Nächste Zielgruppe: Kinder mit Autismus und Behinderungen

Die drei Unternehmer haben seit Beginn Wohlfahrtsverbände, potente Förderer und Vertriebspartner an ihrer Seite. Anfang dieses Jahres kommt die Kugel für private Nutzer und Pflegeeinrichtungen auf dem Markt. Produziert wird in Deutschland. Auf die Materialien haben Preuß und seine Partner besonderen Wert gelegt. Sie sind umweltverträglich, recycelfähig, aus verantwortungsvoller Produktion und für Anwender gesundheitlich bedenkenlos. „Weil wir, nicht nur bei unseren Großeltern, gesehen haben, dass die alten Menschen die Kugel auch an den Mund führen.“

Mit „Ichó“ ist der Erfindergeist der jungen Männer aus dem Ruhrgebiet aber noch längst nicht gestillt. Sie arbeiten an der Weiterentwicklung des Therapieballs für andere Zielgruppen: autistische und behinderte Kinder sowie Heranwachsende. Ihnen soll genauso wie den Alten und Dementen die Teilhabe am gesellschaftlichen Leben auf diese Weise erleichtert werden.

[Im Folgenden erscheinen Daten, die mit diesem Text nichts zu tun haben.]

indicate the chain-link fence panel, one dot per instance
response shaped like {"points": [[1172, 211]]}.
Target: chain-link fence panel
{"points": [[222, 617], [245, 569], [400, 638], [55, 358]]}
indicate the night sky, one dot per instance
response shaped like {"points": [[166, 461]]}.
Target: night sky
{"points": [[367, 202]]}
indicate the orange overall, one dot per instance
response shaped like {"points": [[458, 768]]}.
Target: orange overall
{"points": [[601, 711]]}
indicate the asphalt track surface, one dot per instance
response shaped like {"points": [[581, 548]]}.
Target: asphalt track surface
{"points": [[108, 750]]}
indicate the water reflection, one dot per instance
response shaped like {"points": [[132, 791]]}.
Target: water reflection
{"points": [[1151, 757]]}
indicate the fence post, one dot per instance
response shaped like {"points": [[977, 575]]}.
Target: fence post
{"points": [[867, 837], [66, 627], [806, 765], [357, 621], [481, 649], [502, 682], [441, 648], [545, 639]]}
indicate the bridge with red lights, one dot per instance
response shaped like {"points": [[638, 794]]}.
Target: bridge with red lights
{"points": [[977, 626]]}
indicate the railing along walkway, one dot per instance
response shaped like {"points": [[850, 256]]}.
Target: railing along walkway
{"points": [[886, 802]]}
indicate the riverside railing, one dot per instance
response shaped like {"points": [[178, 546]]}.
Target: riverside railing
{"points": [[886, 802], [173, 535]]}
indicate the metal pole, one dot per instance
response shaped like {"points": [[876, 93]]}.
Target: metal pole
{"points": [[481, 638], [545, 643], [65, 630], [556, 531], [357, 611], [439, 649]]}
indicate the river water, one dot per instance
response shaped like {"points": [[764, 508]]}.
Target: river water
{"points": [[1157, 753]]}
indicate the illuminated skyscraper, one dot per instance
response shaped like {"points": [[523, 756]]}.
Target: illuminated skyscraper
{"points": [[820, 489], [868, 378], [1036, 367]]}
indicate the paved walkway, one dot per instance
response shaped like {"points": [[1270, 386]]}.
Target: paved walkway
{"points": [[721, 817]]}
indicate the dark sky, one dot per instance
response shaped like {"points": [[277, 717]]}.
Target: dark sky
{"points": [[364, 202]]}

Preuß, Efthimiadis und Kascholk sind der Meinung, kranke und in ihrer Lebensführung eingeschränkte Menschen könnten so besser integriert werden. Zur Realisierung der neuen Therapiekugel bedarf es des Know-hows aus Wissenschaft, Forschung und Medizin, das die Jung-Unternehmer digital umsetzen und alltagstauglich machen wollen.